The Ferrari 268/282C/308C engine is a twin-turbocharged, 2.6-litre, 2.8-litre, or 3.0-litre, V-8 racing engine, designed, developed and built by Ferrari for their sister company Lancia. It was used in the Lancia LC2 Group C sports prototype race car from 1983 to 1986. The engine itself is derived from Ferrari's Dino V8.

==Design==
Besides the fact that the LC1 had an open-cockpit, the turbocharged straight-four Lancia engine it had used was not capable of achieving the fuel economy necessary in the new Group C regulations, requiring Lancia to also seek a new powerplant. Under the direction of Cesare Fiorio, Lancia began to work on the LC1's replacement.
Lancia lacked a production engine large enough to base a racing engine on, leaving the company to turn to outside sources. Since Lancia were owned by the Fiat Group, they were able to seek the assistance of fellow Fiat company Ferrari. Ferrari allowed Lancia to adapt the new naturally aspirated 3.0 L four valve V8 which had been introduced in the Ferrari 308 GTBi QV in 1982. The development of the engine was assigned by Enzo Ferrari to Nicola Materazzi, then Chief Engineer in the Racing Department. The development was done in parallel with that of the F114B powering the 288 GTO and both engines were intended with high duty in mind, with one difference being that the 288 GTO engine would use IHI turbos for the road.

 The basic engine architecture was heavily redesigned for racing purposes and the engine was reduced in capacity to 2.6 L and two KKK turbochargers were added to help the engine provide the fuel economy and power necessary. The specific engine displacement was chosen because of the possibility of using the same engine in the North American CART series.
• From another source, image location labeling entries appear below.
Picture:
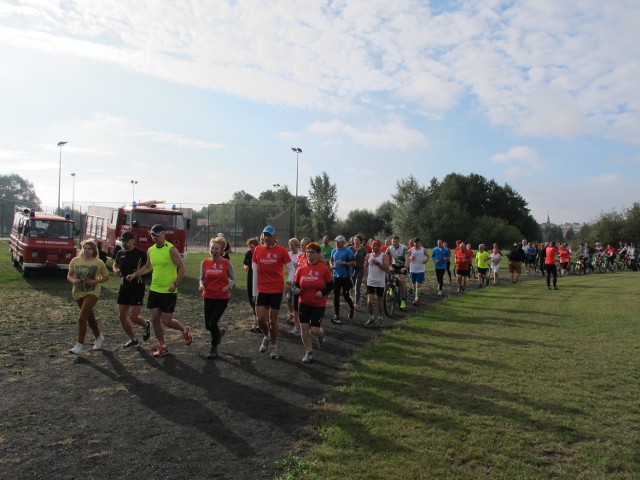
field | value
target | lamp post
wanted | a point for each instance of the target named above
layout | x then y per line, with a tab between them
297	151
73	191
60	145
133	191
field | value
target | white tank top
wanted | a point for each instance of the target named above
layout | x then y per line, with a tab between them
376	275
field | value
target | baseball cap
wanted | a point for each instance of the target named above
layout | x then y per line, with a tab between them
156	229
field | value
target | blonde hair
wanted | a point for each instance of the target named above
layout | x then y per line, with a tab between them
92	243
219	240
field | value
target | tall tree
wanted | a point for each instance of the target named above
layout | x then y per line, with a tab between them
19	190
323	200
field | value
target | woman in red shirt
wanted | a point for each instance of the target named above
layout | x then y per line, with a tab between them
565	259
313	283
550	265
217	278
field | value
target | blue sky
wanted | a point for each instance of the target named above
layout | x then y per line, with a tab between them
199	99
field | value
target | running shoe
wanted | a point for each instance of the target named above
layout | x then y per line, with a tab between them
162	351
274	352
131	343
98	343
147	332
188	338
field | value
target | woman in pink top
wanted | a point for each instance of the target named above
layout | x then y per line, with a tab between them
551	252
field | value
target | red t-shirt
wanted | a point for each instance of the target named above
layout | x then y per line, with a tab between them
216	277
312	279
270	263
464	258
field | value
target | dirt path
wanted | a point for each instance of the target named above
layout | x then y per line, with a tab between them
125	414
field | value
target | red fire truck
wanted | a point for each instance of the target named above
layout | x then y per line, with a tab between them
107	224
41	241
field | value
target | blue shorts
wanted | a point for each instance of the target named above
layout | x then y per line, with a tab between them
417	277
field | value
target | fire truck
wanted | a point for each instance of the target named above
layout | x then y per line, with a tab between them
41	241
106	224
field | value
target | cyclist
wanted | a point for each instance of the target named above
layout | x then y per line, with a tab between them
399	256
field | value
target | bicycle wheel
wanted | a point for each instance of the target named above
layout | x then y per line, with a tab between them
390	293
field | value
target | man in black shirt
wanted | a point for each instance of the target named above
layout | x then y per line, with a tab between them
131	294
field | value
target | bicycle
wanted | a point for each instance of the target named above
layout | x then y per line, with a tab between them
391	295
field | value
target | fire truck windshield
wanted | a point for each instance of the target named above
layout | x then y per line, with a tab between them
48	229
149	219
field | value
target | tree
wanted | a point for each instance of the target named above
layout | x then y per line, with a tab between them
16	189
323	200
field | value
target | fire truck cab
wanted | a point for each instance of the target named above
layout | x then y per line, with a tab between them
41	241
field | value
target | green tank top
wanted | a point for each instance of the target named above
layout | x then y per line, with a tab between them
165	271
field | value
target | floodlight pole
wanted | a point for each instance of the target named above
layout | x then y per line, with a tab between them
60	145
297	151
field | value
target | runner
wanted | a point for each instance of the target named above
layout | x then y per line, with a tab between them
86	273
376	266
268	280
217	278
418	257
342	259
131	294
441	260
164	260
313	283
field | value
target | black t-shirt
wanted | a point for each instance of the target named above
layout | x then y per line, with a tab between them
129	262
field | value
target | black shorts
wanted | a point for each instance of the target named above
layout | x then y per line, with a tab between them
131	293
311	315
397	269
269	300
166	302
378	291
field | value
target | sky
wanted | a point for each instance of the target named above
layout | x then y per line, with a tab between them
196	100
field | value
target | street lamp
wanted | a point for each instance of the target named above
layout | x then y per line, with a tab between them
297	151
133	190
73	191
60	145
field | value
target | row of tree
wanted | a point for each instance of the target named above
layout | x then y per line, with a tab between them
465	207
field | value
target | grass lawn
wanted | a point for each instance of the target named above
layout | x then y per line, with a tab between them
512	382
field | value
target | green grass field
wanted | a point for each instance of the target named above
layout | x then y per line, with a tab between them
507	382
512	382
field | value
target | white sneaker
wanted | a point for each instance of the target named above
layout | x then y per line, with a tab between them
98	343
The engine was initially connected to a Hewland five-speed manual gearbox, which was replaced by an Abarth-cased unit in 1984.

The Ferrari V8 was modified in 1984, bringing the displacement back up to 3.0-litres in an attempt to increase reliability and horsepower while improved engine electronics from Magneti Marelli allowed the larger engine to use the same amount of fuel as the previous version. The engine developed just under 840 hp at 9000 rpm with a massive 800 lbft at 4800 rpm, the twin KKK turbos were running at 3.0 bar boost and would start pulling from 3000 rpm. In total, seven LC2s were built under the direction of Lancia, while a further two were built for Gianni Mussato without official backing after the program had ended.

After the program had ended, Abarth acquired an LC2 and fitted it with the 3.5-litre Alfa Romeo Tipo 1035 V10 engine from the Alfa Romeo 164 Procar, and developed it under the project name SE047. The SE047 was an early development of the Alfa Romeo SE 048SP project in 1988. The SE047's engine was ultimately not utilized in the later stages of the SE 048SP development.